As part of effort to mobilise revenue, the organization urged government to enhance tax effort by clamping down on tax exemption and deductions and renegotiate tax treaties to allow higher withholding taxes, capital gains taxes and taxes on individual.
“We are proposing to government to make tax collection more progressive by increasing the proportion of taxes coming from personal and corporate income tax and automate all toll roads and give incentives to cars that make pre-payment using electronic pass,” he added.
Mr Adomako urged the Metropolitan, Municipal and District Assemblies to maximise efforts in raising revenue from property rate and have the same spent on three key sectors -education, health and sanitation.
The organisation proposed that the Ghana Revenue Authority should develop an online platform that would require all companies paying their employees’ salaries upload it unto their system for validation.

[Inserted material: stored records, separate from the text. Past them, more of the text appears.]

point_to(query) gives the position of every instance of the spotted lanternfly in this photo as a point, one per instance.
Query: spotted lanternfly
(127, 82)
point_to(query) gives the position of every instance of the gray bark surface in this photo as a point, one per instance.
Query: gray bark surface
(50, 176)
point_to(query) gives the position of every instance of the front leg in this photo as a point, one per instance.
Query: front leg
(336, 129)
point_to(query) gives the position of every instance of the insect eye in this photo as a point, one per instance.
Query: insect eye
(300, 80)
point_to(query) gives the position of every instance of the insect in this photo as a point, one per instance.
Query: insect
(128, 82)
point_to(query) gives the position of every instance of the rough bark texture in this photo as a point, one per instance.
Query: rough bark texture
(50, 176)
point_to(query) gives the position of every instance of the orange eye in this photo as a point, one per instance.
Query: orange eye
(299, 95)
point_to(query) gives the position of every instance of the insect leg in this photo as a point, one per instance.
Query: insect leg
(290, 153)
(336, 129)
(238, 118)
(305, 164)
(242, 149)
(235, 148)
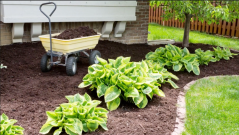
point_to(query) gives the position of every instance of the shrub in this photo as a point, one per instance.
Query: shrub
(205, 57)
(175, 58)
(8, 127)
(224, 53)
(122, 79)
(80, 114)
(1, 66)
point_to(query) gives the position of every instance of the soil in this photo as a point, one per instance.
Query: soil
(76, 33)
(27, 93)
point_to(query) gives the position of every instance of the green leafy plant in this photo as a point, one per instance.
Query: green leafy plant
(205, 57)
(80, 114)
(122, 79)
(166, 76)
(224, 53)
(175, 58)
(8, 127)
(1, 66)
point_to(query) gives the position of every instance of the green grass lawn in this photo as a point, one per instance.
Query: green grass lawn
(164, 32)
(212, 107)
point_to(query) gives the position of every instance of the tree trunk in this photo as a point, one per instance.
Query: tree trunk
(186, 30)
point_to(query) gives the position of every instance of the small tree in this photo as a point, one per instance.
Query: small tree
(203, 10)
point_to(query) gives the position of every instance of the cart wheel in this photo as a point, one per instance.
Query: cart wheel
(92, 57)
(78, 57)
(71, 66)
(45, 63)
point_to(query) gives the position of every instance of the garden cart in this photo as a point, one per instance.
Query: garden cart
(68, 49)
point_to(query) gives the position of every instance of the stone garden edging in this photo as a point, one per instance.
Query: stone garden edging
(181, 106)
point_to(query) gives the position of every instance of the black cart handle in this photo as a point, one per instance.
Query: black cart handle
(47, 4)
(49, 25)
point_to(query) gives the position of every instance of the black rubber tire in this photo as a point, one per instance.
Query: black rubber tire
(78, 57)
(92, 56)
(71, 66)
(44, 63)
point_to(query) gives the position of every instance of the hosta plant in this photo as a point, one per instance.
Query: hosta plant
(122, 79)
(8, 127)
(175, 58)
(224, 53)
(80, 114)
(204, 57)
(166, 76)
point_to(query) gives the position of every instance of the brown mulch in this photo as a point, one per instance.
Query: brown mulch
(27, 93)
(82, 31)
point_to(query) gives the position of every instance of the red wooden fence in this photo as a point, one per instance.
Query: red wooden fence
(224, 28)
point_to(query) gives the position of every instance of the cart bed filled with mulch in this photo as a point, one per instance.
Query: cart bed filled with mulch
(27, 93)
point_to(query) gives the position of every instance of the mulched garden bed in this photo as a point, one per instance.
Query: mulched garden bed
(27, 93)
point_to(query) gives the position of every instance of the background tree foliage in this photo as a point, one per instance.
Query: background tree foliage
(204, 10)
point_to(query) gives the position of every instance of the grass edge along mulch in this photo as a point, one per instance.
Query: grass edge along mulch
(211, 106)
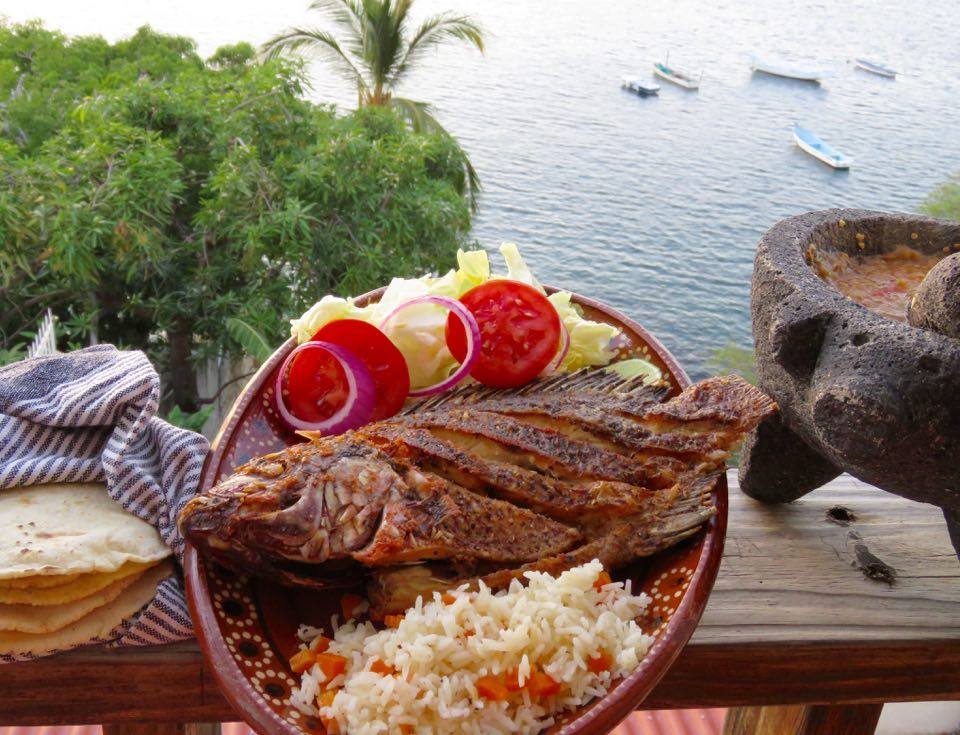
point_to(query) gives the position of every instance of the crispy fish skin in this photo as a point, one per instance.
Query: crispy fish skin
(483, 484)
(560, 499)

He explained that the validation would allow people working in multiple places to pay the correct tax rate instead of only paying 7.5 per cent withholding tax on their remaining jobs.
Touching on tax exemptions, Mr Adomako said the exemption for multinationals should be tied to how the operations of the firms would lead to the attainment of the Sustainable Development Goals.
“Tax exemptions should be given to multinational firms in a sector where there are existing local players to ensure competition and level playing field. The exemptions must also be linked to sustainable job creation”.
Mr Adomako called for the ban on sitting allowance in the public sector and be reserved to those who are not on government payroll like the assembly members to prevent revenue leakages in the system.
Focusing on job creation, the Country Director suggested a centralised recruitment portal for employment into the public sector to ensure that public service gets the best of talents for effective service delivery.
The organisation urged government to develop the Technical and Vocational Education Training institutions to enable foreign companies to source some of their car parts from the Ghanaian market.